You Versus Yourself

‘The Broken (Reflexion Trouble)’ is an unconventional thriller. I was interested in it as it seemed to be about doppelgangers, of how some seem to see doubles of themselves, which foretells of something unfortunate going to happen. It’s hard to comment on whether this strange phenomenon is real, though it seems possible – if the doubles were manifested by hallucinations or evil spirits, who seek to disturb one’s mind. The tagline of the film is simple – ‘Face your fear’ and this subject fear is who appears to be oneself. Shivers! In an unnerving scene, the protagonist sees her double, and tails her to an apartment. As we wonder what would happen if she apprehensively confronts ‘herself’, she hesitates and thinks of backing away… The idea of meeting one’s doppelganger makes great material for horror stories I think, much more so than monsters or psycho-killers, though some say there are, according to the law of averages, at least eight people in the world who look like you. [Trailer below]

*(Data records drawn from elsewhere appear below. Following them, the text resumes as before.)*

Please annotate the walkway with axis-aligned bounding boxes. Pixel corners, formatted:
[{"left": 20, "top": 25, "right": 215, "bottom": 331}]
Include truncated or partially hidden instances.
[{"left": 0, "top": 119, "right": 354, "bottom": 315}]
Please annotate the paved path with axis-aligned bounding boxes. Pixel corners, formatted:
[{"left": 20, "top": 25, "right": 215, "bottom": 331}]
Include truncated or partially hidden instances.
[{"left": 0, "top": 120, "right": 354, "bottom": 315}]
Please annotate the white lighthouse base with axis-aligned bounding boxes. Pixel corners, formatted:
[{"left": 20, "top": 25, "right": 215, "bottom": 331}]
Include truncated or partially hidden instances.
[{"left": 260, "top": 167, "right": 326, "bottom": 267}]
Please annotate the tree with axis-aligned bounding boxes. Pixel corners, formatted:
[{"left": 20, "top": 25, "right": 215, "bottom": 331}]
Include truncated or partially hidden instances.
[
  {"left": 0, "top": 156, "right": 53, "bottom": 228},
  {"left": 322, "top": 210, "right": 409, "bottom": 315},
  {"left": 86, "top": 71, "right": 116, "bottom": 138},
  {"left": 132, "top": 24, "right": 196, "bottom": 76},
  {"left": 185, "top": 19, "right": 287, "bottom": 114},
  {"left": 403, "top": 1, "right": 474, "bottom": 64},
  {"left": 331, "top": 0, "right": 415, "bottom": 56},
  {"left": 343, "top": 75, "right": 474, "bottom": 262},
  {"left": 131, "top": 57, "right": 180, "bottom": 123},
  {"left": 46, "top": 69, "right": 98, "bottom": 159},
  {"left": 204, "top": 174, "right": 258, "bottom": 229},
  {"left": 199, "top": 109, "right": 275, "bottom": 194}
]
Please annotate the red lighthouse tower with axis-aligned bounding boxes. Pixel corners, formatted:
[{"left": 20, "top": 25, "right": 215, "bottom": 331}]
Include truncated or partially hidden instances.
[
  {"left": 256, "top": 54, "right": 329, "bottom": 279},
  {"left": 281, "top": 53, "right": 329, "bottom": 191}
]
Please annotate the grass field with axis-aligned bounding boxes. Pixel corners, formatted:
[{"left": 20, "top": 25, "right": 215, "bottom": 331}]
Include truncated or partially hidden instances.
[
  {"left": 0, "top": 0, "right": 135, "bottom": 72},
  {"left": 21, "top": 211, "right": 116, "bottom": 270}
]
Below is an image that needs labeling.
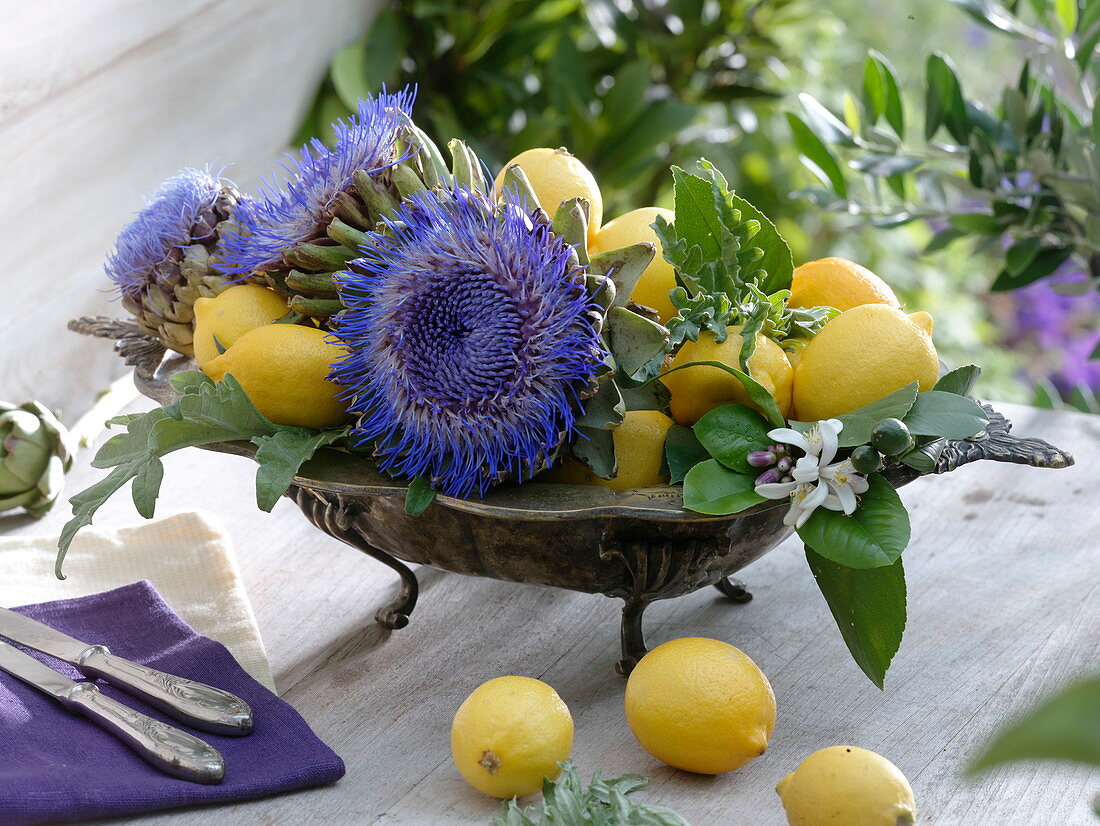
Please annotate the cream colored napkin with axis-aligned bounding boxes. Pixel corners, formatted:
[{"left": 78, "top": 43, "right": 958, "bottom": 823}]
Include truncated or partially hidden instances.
[{"left": 0, "top": 511, "right": 275, "bottom": 691}]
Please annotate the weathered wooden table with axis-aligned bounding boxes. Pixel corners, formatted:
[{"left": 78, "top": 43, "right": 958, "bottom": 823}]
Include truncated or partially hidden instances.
[{"left": 0, "top": 405, "right": 1100, "bottom": 826}]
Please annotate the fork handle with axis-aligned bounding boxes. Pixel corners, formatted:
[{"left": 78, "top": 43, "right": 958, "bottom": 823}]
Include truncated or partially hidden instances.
[
  {"left": 62, "top": 683, "right": 226, "bottom": 785},
  {"left": 76, "top": 646, "right": 252, "bottom": 735}
]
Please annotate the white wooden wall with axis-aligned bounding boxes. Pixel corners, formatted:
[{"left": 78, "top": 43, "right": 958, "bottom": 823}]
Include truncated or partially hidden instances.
[{"left": 0, "top": 0, "right": 378, "bottom": 422}]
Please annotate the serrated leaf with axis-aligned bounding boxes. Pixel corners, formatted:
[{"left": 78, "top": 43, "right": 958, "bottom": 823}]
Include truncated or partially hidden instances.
[
  {"left": 664, "top": 425, "right": 710, "bottom": 485},
  {"left": 836, "top": 382, "right": 920, "bottom": 448},
  {"left": 405, "top": 476, "right": 436, "bottom": 516},
  {"left": 967, "top": 676, "right": 1100, "bottom": 774},
  {"left": 684, "top": 459, "right": 767, "bottom": 516},
  {"left": 932, "top": 364, "right": 981, "bottom": 396},
  {"left": 902, "top": 390, "right": 989, "bottom": 439},
  {"left": 251, "top": 428, "right": 344, "bottom": 513},
  {"left": 799, "top": 473, "right": 910, "bottom": 569},
  {"left": 692, "top": 405, "right": 773, "bottom": 476},
  {"left": 806, "top": 546, "right": 905, "bottom": 689}
]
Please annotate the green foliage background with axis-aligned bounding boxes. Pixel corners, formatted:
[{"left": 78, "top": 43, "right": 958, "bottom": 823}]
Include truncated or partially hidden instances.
[{"left": 297, "top": 0, "right": 1095, "bottom": 409}]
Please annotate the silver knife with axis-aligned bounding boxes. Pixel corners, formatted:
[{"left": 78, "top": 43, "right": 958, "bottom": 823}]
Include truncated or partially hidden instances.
[
  {"left": 0, "top": 642, "right": 226, "bottom": 785},
  {"left": 0, "top": 608, "right": 252, "bottom": 735}
]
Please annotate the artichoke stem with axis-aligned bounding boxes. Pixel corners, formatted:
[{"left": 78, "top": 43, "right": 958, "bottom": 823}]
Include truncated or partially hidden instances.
[
  {"left": 355, "top": 169, "right": 398, "bottom": 217},
  {"left": 389, "top": 163, "right": 426, "bottom": 198},
  {"left": 283, "top": 243, "right": 359, "bottom": 273},
  {"left": 290, "top": 296, "right": 343, "bottom": 318},
  {"left": 328, "top": 218, "right": 366, "bottom": 251},
  {"left": 286, "top": 269, "right": 339, "bottom": 298}
]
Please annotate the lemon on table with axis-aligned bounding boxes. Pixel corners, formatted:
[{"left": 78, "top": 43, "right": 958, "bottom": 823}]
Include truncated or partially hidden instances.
[
  {"left": 794, "top": 304, "right": 939, "bottom": 421},
  {"left": 202, "top": 324, "right": 348, "bottom": 428},
  {"left": 493, "top": 146, "right": 604, "bottom": 243},
  {"left": 195, "top": 284, "right": 287, "bottom": 368},
  {"left": 451, "top": 676, "right": 573, "bottom": 799},
  {"left": 589, "top": 207, "right": 678, "bottom": 324},
  {"left": 787, "top": 258, "right": 899, "bottom": 312},
  {"left": 626, "top": 637, "right": 776, "bottom": 774},
  {"left": 538, "top": 410, "right": 674, "bottom": 491},
  {"left": 776, "top": 746, "right": 916, "bottom": 826},
  {"left": 661, "top": 327, "right": 793, "bottom": 427}
]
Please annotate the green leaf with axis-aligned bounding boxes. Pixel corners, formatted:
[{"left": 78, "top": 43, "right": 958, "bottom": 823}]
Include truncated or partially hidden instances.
[
  {"left": 932, "top": 364, "right": 981, "bottom": 396},
  {"left": 661, "top": 362, "right": 787, "bottom": 428},
  {"left": 684, "top": 459, "right": 767, "bottom": 515},
  {"left": 405, "top": 476, "right": 436, "bottom": 516},
  {"left": 836, "top": 382, "right": 920, "bottom": 448},
  {"left": 787, "top": 112, "right": 848, "bottom": 198},
  {"left": 799, "top": 92, "right": 856, "bottom": 146},
  {"left": 967, "top": 676, "right": 1100, "bottom": 774},
  {"left": 902, "top": 390, "right": 989, "bottom": 439},
  {"left": 694, "top": 405, "right": 772, "bottom": 475},
  {"left": 800, "top": 473, "right": 910, "bottom": 569},
  {"left": 664, "top": 425, "right": 710, "bottom": 485},
  {"left": 806, "top": 546, "right": 905, "bottom": 689},
  {"left": 848, "top": 153, "right": 924, "bottom": 178},
  {"left": 252, "top": 428, "right": 344, "bottom": 513}
]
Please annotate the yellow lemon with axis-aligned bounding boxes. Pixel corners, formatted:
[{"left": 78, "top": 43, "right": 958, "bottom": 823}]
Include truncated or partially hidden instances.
[
  {"left": 493, "top": 146, "right": 604, "bottom": 243},
  {"left": 539, "top": 410, "right": 674, "bottom": 491},
  {"left": 195, "top": 284, "right": 287, "bottom": 368},
  {"left": 661, "top": 327, "right": 793, "bottom": 427},
  {"left": 589, "top": 207, "right": 677, "bottom": 324},
  {"left": 626, "top": 637, "right": 776, "bottom": 774},
  {"left": 794, "top": 304, "right": 939, "bottom": 421},
  {"left": 202, "top": 324, "right": 348, "bottom": 428},
  {"left": 787, "top": 258, "right": 899, "bottom": 312},
  {"left": 776, "top": 746, "right": 916, "bottom": 826},
  {"left": 451, "top": 676, "right": 573, "bottom": 799}
]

If you saw ‘yourself’ walking on the streets, would you investigate? Would you have to courage to face ‘yourself’? Would you be curious to know more about who this person is, who has similar karma in terms of appearance? Would you be entranced or disgusted by ‘yourself’? Would it essentially be an inward quest to solve the mystery of who is ‘yourself’? What if it is the ‘dark side’ of ‘yourself’? Would you fight or even try to kill him or her? Would it be right to do so? Would the fighting or resisting one be the truly evil one? Who represents the demon of ego? Assuming that your ‘self’ has a twin out there, how would you know if you are the ‘good or evil twin’? Are you really ‘you’ or do you think so only? How do you ascertain this? If your double is out to replace you, how do you know it would not be for the better? Can you better your ‘self’ to deserve to be the real ‘you’? The truth is, there is no fixed ‘you’ in the first place – anywhere and anytime – because ‘you’ change.

The only other film I had seen, in which there was a doppelganger character was ‘Little Buddha’, where the Buddha-to-be faces Mara (who personifies the greatest evil in the universe), who represented the illusion of his ‘self’. In the scene (as below), Mara is vanquished via direct and penetrating mindfulness of who he truly is, without a physical fight. The illusory must be overcome with realisation of the truth. Note though, that this scene, engaging as it is, is a creative re-imagination of how the Buddha faced his inner demon of ‘self’ to conquer it. The scriptural versions of what happened is in some ways more dramatic. ‘The Broken’ doesn’t really explain how the doppelganger phenomenon arises, but that wasn’t really the point. What matters were the questions it provokes – for literal ‘self-reflection!’